This West Is OUR West

BLM official's ouster not 'a disciplinary action'

 

Scott Streater | June 19, 2019

The mystery continues to deepen surrounding the reasons why the Bureau of Land Management last week removed its top law enforcement official and placed him indefinitely on administrative leave. BLM relieved William Woody of his post atop the Office of Law Enforcement and Security (OLES) in a June 11 letter signed by Casey Hammond, the Interior Department’s principal deputy assistant secretary for land and minerals management, who is currently serving as a de facto acting bureau director.

Hammond gave the letter he signed to Woody the next day at Interior’s Washington, D.C., headquarters. After surrendering his firearm and badge, Woody was escorted out of the building, according to sources with knowledge of the situation (Greenwire, June 17).

Hammond’s letter, which was provided to E&E News by a confidential source, said that the decision to place Woody on indefinite administrative leave “is not a disciplinary action and is not intended to be punitive.”

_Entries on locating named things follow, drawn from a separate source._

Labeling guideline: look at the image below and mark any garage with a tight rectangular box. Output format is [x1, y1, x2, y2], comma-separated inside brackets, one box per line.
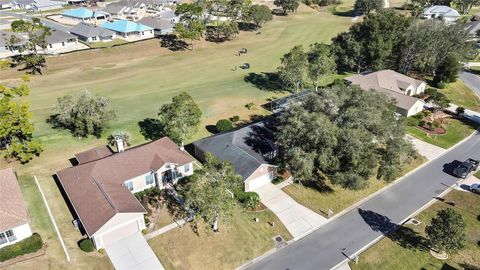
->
[246, 171, 273, 191]
[101, 220, 140, 246]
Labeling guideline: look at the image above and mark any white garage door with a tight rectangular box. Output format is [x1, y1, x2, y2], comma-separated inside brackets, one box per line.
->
[248, 172, 273, 191]
[102, 220, 139, 246]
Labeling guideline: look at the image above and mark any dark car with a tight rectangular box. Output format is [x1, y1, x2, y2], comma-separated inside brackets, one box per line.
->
[453, 158, 480, 179]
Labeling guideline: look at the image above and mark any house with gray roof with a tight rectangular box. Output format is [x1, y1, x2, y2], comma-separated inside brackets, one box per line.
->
[345, 69, 427, 116]
[193, 118, 278, 191]
[70, 23, 116, 42]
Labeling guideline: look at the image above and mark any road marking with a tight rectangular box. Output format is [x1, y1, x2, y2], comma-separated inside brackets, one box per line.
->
[33, 175, 70, 262]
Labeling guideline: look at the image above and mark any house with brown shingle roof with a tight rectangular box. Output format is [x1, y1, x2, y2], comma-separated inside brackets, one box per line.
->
[0, 168, 32, 248]
[345, 69, 427, 116]
[56, 137, 194, 249]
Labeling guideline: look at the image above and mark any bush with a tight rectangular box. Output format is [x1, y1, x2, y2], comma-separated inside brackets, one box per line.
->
[405, 116, 420, 127]
[0, 233, 43, 262]
[215, 119, 233, 132]
[78, 238, 95, 252]
[272, 176, 285, 185]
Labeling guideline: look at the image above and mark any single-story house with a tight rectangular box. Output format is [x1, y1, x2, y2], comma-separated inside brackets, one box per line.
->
[70, 23, 116, 42]
[101, 20, 154, 40]
[62, 7, 110, 23]
[56, 137, 194, 250]
[345, 70, 427, 116]
[138, 17, 175, 36]
[0, 168, 32, 248]
[193, 118, 278, 191]
[45, 29, 78, 53]
[421, 6, 460, 22]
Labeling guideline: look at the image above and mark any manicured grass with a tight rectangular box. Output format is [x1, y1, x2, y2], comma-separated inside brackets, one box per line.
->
[439, 80, 480, 112]
[350, 191, 480, 270]
[283, 157, 426, 216]
[406, 118, 475, 149]
[0, 6, 352, 269]
[148, 208, 292, 269]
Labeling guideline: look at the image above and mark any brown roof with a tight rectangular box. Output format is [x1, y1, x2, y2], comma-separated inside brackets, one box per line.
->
[75, 145, 113, 164]
[345, 69, 423, 110]
[57, 137, 193, 236]
[0, 168, 30, 232]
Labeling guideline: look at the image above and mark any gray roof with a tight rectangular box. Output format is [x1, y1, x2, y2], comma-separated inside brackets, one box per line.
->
[70, 23, 115, 38]
[45, 29, 77, 44]
[138, 17, 175, 30]
[193, 118, 276, 180]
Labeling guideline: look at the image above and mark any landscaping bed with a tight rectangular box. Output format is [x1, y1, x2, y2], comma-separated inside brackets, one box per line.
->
[350, 190, 480, 270]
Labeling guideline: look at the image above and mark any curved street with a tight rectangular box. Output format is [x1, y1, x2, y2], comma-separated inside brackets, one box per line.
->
[245, 129, 480, 270]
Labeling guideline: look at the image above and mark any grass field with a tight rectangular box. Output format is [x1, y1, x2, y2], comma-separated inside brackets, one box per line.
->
[283, 157, 426, 216]
[350, 191, 480, 270]
[406, 119, 475, 149]
[440, 80, 480, 112]
[0, 6, 352, 269]
[149, 209, 292, 270]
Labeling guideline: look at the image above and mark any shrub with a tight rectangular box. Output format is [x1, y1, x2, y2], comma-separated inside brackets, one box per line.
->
[78, 238, 95, 252]
[0, 233, 43, 262]
[230, 115, 240, 123]
[405, 116, 420, 127]
[215, 119, 233, 132]
[272, 176, 285, 185]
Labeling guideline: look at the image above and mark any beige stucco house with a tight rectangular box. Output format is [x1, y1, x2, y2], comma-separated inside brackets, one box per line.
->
[345, 70, 427, 116]
[56, 137, 193, 249]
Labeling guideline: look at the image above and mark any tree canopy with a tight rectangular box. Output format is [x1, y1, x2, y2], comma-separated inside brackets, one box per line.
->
[277, 85, 415, 189]
[0, 77, 43, 163]
[425, 208, 466, 252]
[185, 153, 243, 231]
[49, 90, 116, 137]
[158, 92, 202, 146]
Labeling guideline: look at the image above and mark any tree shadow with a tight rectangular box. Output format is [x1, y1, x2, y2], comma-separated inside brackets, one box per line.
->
[244, 72, 285, 91]
[138, 118, 165, 140]
[358, 208, 428, 251]
[160, 35, 188, 51]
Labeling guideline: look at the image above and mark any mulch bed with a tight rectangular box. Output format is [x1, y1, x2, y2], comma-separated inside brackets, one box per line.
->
[0, 244, 47, 268]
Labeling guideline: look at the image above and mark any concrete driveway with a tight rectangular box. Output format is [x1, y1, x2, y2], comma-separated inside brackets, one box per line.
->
[105, 232, 165, 270]
[255, 183, 327, 239]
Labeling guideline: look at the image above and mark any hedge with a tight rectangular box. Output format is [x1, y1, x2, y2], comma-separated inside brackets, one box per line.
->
[0, 233, 43, 262]
[78, 238, 95, 252]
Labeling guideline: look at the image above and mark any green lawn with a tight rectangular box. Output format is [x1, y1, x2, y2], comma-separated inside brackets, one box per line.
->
[350, 191, 480, 270]
[283, 157, 426, 216]
[0, 6, 352, 269]
[439, 80, 480, 112]
[406, 119, 475, 149]
[149, 209, 292, 270]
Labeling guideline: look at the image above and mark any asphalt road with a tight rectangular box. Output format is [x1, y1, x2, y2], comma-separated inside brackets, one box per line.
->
[246, 127, 480, 270]
[460, 71, 480, 95]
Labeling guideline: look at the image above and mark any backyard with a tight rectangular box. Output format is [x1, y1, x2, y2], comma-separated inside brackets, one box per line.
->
[283, 157, 426, 216]
[0, 6, 352, 269]
[350, 191, 480, 270]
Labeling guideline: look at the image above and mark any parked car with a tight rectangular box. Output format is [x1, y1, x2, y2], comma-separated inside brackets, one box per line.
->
[453, 158, 480, 179]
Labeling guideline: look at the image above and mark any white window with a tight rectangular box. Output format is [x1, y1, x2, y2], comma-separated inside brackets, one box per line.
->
[125, 181, 133, 191]
[145, 173, 155, 185]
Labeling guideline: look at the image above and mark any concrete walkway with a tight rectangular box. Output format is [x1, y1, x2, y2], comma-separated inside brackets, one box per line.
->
[255, 183, 327, 240]
[406, 135, 447, 160]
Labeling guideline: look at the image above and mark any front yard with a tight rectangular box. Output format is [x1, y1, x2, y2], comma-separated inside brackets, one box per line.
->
[350, 191, 480, 270]
[406, 118, 476, 149]
[148, 208, 292, 269]
[283, 157, 426, 216]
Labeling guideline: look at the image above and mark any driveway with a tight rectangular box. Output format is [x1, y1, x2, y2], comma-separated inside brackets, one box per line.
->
[255, 183, 327, 239]
[105, 232, 165, 270]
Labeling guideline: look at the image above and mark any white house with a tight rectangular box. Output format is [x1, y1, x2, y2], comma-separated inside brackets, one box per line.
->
[193, 118, 278, 191]
[345, 70, 427, 116]
[56, 137, 194, 249]
[0, 168, 32, 248]
[421, 6, 460, 22]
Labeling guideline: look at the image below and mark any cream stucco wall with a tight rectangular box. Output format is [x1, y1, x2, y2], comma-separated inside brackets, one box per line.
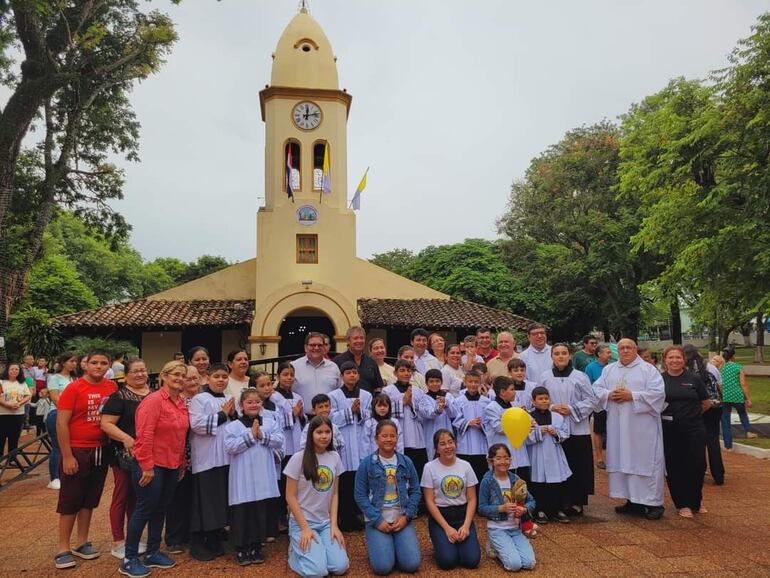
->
[142, 331, 182, 373]
[148, 259, 256, 301]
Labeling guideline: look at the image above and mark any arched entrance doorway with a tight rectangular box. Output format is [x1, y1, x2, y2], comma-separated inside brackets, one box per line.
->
[278, 307, 336, 355]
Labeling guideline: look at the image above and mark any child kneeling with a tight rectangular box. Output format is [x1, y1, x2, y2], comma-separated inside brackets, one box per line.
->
[356, 418, 420, 575]
[479, 444, 535, 572]
[283, 415, 350, 577]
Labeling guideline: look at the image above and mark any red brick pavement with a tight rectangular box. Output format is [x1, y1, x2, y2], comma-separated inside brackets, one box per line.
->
[0, 454, 770, 578]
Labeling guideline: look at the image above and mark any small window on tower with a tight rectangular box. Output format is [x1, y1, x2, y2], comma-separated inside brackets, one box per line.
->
[313, 141, 331, 191]
[297, 235, 318, 263]
[283, 141, 302, 191]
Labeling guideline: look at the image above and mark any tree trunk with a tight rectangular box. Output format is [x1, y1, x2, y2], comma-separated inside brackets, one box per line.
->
[669, 298, 682, 345]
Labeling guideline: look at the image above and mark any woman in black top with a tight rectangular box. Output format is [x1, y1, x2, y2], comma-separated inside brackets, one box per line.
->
[101, 358, 150, 560]
[684, 344, 725, 486]
[661, 345, 710, 518]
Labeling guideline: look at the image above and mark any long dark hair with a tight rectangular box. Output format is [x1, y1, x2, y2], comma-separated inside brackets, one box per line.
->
[302, 415, 334, 484]
[2, 361, 26, 383]
[682, 343, 708, 381]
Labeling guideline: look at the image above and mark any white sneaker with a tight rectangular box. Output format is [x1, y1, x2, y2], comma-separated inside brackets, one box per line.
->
[110, 542, 147, 560]
[487, 539, 497, 558]
[110, 542, 126, 561]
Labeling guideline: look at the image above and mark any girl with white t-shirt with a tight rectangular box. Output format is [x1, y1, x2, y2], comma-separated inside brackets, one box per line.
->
[420, 429, 481, 570]
[479, 444, 535, 572]
[283, 415, 350, 577]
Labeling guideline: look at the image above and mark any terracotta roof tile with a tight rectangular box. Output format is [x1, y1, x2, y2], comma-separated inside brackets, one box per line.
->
[358, 299, 532, 329]
[56, 299, 254, 330]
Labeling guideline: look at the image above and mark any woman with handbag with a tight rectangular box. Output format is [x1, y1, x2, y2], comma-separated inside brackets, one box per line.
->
[101, 358, 150, 560]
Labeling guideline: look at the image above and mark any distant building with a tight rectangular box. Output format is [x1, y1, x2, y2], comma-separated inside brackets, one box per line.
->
[58, 10, 529, 371]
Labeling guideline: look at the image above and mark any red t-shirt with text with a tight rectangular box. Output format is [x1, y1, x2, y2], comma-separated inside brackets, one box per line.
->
[56, 377, 118, 448]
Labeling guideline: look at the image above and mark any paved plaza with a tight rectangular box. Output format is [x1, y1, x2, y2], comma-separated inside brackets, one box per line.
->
[0, 453, 770, 578]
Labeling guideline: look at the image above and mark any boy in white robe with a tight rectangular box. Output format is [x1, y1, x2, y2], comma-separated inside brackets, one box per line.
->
[452, 369, 490, 480]
[421, 369, 459, 461]
[225, 389, 283, 566]
[482, 375, 530, 482]
[526, 387, 572, 524]
[594, 339, 666, 520]
[329, 361, 372, 532]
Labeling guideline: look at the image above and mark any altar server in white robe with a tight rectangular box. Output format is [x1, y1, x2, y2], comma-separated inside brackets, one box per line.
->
[225, 389, 283, 566]
[382, 359, 430, 476]
[188, 363, 238, 561]
[527, 386, 572, 523]
[593, 339, 666, 520]
[452, 369, 490, 480]
[329, 361, 372, 532]
[421, 369, 459, 461]
[482, 375, 530, 482]
[535, 343, 598, 516]
[271, 361, 307, 531]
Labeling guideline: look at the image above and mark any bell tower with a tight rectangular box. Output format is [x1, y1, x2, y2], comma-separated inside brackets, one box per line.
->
[249, 3, 358, 357]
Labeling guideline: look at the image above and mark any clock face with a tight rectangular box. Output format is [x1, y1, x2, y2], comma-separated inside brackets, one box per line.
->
[291, 101, 321, 130]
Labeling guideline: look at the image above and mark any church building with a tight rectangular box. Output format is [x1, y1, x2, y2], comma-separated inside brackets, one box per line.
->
[58, 9, 530, 371]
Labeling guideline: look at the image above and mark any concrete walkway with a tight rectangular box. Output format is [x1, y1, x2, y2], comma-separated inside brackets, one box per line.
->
[0, 452, 770, 578]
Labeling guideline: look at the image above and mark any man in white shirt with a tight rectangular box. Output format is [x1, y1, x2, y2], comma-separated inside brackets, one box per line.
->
[291, 331, 340, 415]
[520, 323, 553, 383]
[594, 339, 666, 520]
[410, 327, 441, 376]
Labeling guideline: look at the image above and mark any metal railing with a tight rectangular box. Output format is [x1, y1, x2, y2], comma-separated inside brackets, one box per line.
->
[0, 433, 51, 491]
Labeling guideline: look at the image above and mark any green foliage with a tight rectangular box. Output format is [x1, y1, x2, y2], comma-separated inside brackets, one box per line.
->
[24, 254, 99, 316]
[369, 249, 415, 277]
[498, 122, 655, 339]
[8, 307, 62, 359]
[176, 255, 230, 283]
[63, 335, 139, 358]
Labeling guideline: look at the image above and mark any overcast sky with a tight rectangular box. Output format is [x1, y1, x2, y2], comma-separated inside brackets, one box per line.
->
[109, 0, 770, 261]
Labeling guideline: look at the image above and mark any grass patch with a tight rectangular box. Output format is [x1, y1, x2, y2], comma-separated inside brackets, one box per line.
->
[746, 375, 770, 415]
[733, 438, 770, 450]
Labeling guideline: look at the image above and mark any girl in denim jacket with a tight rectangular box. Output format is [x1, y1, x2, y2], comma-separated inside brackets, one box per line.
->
[355, 419, 420, 575]
[478, 444, 535, 572]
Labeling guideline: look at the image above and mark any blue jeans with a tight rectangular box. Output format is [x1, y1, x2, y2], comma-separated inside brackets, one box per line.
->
[722, 401, 751, 449]
[487, 526, 535, 572]
[428, 506, 481, 570]
[366, 521, 420, 576]
[45, 409, 61, 481]
[126, 463, 179, 558]
[288, 517, 350, 578]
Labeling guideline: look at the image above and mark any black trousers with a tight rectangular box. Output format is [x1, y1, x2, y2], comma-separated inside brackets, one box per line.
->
[663, 420, 706, 510]
[703, 407, 725, 485]
[337, 472, 361, 532]
[527, 482, 567, 517]
[0, 414, 24, 456]
[457, 454, 489, 483]
[166, 470, 192, 546]
[561, 435, 594, 506]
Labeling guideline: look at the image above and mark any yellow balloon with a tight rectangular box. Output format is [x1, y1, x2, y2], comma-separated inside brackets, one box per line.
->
[502, 407, 532, 449]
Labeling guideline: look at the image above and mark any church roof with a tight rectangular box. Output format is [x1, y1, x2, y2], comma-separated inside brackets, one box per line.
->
[56, 299, 532, 331]
[270, 10, 339, 90]
[56, 299, 254, 330]
[358, 299, 532, 330]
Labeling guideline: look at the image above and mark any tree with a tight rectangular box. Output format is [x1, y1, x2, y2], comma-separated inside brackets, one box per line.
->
[0, 0, 176, 359]
[8, 307, 62, 359]
[498, 122, 655, 338]
[23, 254, 99, 316]
[177, 255, 230, 283]
[369, 249, 415, 277]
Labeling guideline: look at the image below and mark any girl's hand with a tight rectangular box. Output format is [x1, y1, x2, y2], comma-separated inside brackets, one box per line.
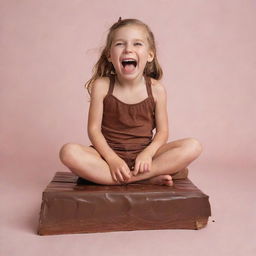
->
[108, 156, 131, 183]
[133, 151, 152, 176]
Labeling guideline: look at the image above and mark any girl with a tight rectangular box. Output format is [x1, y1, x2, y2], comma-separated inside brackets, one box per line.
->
[60, 18, 202, 186]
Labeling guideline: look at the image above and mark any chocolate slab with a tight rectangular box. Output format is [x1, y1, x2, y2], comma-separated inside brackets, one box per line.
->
[38, 172, 211, 235]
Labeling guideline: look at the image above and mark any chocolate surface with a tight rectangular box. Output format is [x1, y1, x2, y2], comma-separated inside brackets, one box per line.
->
[38, 172, 211, 235]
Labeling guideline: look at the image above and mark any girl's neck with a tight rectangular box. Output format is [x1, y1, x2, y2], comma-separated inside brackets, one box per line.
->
[116, 75, 145, 89]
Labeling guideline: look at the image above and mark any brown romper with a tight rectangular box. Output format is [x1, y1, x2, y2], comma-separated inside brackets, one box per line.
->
[92, 76, 156, 170]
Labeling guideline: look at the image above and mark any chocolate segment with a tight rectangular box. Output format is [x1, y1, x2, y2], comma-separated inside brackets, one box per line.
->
[38, 172, 211, 235]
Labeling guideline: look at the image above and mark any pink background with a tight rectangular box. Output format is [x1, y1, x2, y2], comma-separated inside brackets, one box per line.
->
[0, 0, 256, 255]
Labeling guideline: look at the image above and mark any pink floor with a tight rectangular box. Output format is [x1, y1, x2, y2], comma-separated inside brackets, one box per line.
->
[0, 162, 256, 256]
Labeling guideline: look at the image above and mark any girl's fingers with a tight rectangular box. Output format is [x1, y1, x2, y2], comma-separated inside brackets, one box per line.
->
[133, 162, 140, 176]
[121, 167, 130, 180]
[116, 170, 124, 182]
[140, 163, 145, 173]
[111, 172, 118, 182]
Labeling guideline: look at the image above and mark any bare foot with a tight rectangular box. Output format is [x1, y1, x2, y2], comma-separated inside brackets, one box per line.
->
[136, 174, 173, 186]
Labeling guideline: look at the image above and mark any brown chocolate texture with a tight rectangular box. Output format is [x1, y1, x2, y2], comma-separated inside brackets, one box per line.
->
[38, 172, 211, 235]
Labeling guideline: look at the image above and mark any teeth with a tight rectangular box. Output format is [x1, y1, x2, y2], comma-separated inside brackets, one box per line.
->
[122, 59, 137, 67]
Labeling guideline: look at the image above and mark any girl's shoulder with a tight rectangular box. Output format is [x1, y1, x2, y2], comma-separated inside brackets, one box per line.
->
[150, 78, 166, 101]
[92, 77, 110, 97]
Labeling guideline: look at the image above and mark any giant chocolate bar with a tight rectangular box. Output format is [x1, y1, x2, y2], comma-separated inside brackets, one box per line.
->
[38, 172, 211, 235]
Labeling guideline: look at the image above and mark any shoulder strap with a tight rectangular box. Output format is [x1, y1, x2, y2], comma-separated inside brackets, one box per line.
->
[108, 75, 115, 94]
[144, 75, 153, 96]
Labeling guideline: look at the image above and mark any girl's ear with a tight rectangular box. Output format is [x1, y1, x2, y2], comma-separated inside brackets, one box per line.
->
[148, 51, 155, 62]
[106, 52, 112, 62]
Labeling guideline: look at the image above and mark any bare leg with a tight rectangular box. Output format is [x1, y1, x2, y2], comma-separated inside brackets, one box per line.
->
[60, 138, 201, 185]
[124, 138, 202, 186]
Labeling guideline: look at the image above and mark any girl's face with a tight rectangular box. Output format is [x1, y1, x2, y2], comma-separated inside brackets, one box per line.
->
[108, 25, 154, 78]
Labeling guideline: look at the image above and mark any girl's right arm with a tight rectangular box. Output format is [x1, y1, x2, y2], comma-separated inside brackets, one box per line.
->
[87, 77, 131, 182]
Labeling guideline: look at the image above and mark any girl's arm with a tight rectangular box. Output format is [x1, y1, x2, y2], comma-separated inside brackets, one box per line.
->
[88, 78, 131, 183]
[141, 80, 169, 157]
[87, 78, 116, 161]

But Hammond writes in his letter that Woody is currently the subject of “ongoing investigations” and that administrative leave is appropriate “to allow the Department of the Interior, Department of the Interior’s Office of the Inspector General, and the Bureau of Land Management to work diligently to conclude” these investigations.

The wording of the letter suggests that Interior ultimately plans to transfer him to another position, either within BLM or Interior, or at another federal agency.

Woody’s Washington, D.C.-based attorney, Katherine Atkinson, confirmed that Hammond is the one who signed it and verified the accuracy of the sections read to E&E News.

Atkinson also confirmed that the reason given by Hammond for the decision to place him on administrative leave is Woody’s use of a “government-owned vehicle” he was issued to commute to and from work.

An Interior inspector general’s report last year concluded that Woody used the vehicle “for home-to-work commuting without authorization” for nearly a year, between July 2017 and June 2018.

Woody did not obtain a so-called vehicle domicile form authorizing his use of the government vehicle — a 2017 Ford Taurus — when he returned to BLM in 2017 after a six-year stint as chief of the Fish and Wildlife Service’s Office of Law Enforcement.

Hammond’s letter cited only the IG’s investigation as the reason for placing him on administrative leave. But he wrote that this is “serious” in nature. That appears to stem from the fact that Woody “acknowledged” to investigators that he knew he “should have obtained approval before using the” vehicle.”

“Consistent with the findings of the OIG, I find that your presence in the workplace during the investigation period, and any advanced written notice period of proposed adverse action, if any, will jeopardize legitimate Agency interests,” Hammond wrote.

Atkinson told E&E News that they are not aware of any ongoing investigations involving Woody.

"DOI placed Director Woody on indefinite paid administrative leave citing no reason other than his use of a government vehicle to commute without authorization," Atkinson said in a statement to E&E News.

"Director Woody withheld nothing," she said. "Like most law enforcement officers, Woody has always commuted with a government vehicle. It contains tools he needs as a law enforcement officer to keep all of us safe, if necessary."

She added that "DOI has not consistently required this form, so there have been times throughout his tenure at DOI when he had one and times when he did not."

She said it does not appear that Woody signed such an authorization for government-owned vehicle while serving as FWS's top law enforcement official. "We're assuming it wasn't required," she said.

She also said Woody turned in the keys to the Ford Taurus last year, after the IG's office submitted its findings to BLM last October.

A former senior Interior official who asked not to be identified said it's "unusual" that Hammond, the political appointee at the bureau, would sign the letter. Typically, the top career official at BLM handles such actions — in this case, Deputy Director of Operations Mike Nedd.

The source said that Hammond's signing the letter indicates the decision was "political" in nature.

"The fact that Hammond signed the action would suggest that," the source said.

Several other current and former Interior and BLM officials also questioned why the missing vehicle authorization form would be enough cause to remove Woody. As OLES director, Woody oversaw about 270 rangers and special agents enforcing federal laws and protecting natural resources on the 245 million acres of public lands managed by the bureau, mostly in the West.

"The main thread of the feedback I am getting from employees and retirees is: There must be something more," a source said. "You don't take a conduct action this extreme because of an outdated vehicle domicile form."

Regardless, the move appears to be permanent.

BLM this week scrubbed Woody's name from the OLES webpage. They also removed Woody from a separate BLM leadership organization chart on the bureau's website.

Loren Good, OLES's acting deputy director for policy and programs, is now listed on both sites as acting director of the law enforcement office.

BLM has declined to discuss the situation, telling E&E News this week it does not comment on personnel matters.